Fotos: privat (2), imago images (2)

Julia Z. ist Hostess in einer Loge der Allianz Arena München. Am 3. April erzählte sie davon am Telefon Ich studiere Jura im 10. Semester und verdiene meinen Lebensunterhalt mit verschiedenen GastroJobs – unter anderem arbeite ich als Hostess in einer der 106 VIP-Logen der Allianz Arena. In dem Job ist Diskretion wichtig. Es gibt große Logen, die bis zu 30 Gästen Platz bieten und in denen sich zwei Kollegen um den Service kümmern. Ich betreue aktuell alleine eine kleinere Loge für etwa 9 Gäste, die ein bisschen wie ein kleines Wohnzimmer mit Küche wirkt. Ich fange vier Stunden vor Spielbeginn an, alles vorzubereiten: Ich decke ein, fülle den Kühlschrank auf und informiere mich zum Beispiel, ob es etwa einen neuen Wein gibt. Die Gäste können ab zwei Stunden vor Spielbeginn kommen, in der Regel gibt es zunächst ein kaltes Vorspeisenbuffet mit Salaten, Lachs und Käseplatten, später etwas Warmes wie Braten, Fisch oder Curry.

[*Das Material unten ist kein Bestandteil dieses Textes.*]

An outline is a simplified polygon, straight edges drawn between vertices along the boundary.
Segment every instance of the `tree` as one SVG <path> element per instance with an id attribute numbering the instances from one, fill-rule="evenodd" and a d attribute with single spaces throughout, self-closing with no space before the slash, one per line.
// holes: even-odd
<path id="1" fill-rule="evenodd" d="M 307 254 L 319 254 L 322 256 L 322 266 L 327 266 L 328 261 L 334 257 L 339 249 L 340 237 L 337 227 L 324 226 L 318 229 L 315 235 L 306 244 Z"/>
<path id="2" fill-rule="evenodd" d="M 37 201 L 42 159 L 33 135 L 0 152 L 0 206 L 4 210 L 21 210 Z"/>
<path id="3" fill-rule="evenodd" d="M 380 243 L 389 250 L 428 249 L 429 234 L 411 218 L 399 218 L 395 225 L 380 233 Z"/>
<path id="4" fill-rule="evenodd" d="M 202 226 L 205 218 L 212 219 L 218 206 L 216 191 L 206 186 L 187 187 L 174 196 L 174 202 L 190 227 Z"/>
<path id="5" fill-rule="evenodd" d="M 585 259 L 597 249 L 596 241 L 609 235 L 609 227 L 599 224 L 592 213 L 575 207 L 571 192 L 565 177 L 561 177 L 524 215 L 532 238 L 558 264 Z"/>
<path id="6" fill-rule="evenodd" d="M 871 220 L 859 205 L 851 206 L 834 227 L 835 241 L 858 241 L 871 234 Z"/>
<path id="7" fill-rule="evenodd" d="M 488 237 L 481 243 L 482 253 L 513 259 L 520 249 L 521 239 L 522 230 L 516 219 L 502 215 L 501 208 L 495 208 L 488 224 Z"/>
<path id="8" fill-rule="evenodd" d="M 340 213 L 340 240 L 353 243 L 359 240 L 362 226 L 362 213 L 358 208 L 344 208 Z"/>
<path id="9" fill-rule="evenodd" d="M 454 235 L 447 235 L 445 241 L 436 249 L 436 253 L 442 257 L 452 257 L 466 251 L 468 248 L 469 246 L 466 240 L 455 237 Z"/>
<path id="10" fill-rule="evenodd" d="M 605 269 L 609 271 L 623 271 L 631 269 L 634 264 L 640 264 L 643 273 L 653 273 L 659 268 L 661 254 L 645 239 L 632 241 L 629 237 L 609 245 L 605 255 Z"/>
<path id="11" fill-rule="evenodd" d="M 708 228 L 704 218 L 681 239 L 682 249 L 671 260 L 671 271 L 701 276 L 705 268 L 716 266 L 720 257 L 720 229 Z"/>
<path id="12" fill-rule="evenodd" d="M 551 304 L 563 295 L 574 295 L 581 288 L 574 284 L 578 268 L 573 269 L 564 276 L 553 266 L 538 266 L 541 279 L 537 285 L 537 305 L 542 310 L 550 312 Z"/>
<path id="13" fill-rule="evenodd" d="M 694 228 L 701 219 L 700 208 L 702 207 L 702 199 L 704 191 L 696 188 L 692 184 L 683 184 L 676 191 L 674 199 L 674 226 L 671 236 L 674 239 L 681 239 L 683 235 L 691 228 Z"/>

In der Halbzeitpause wird Kaffee und Süßes angeboten. Während des Spiels bin ich die meiste Zeit mit Abräumen beschäftigt. Es kommt eher selten vor, dass mich ein Gast bittet, ihm eine Platte zusammenzustellen und an den Platz zu bringen. Trotzdem sind viele total begeistert, was es bei uns alles gibt und freuen sich sehr – das ist schön, ich möchte ja, dass die Leute zufrieden sind. Wie überall in der Gastro ist es deshalb auch in der Loge wichtig, immer charmant und zuvorkommend zu sein. Durch Corona liegt mein Job aber gerade auf Eis, aktuell bekomme ich noch Urlaubstage ausbezahlt. Als Studentin habe ich aber keinen Anspruch auf Kurzarbeitergeld – das heißt, entweder es geht bald weiter oder ich muss mir übergangsweise eine neue Arbeit suchen.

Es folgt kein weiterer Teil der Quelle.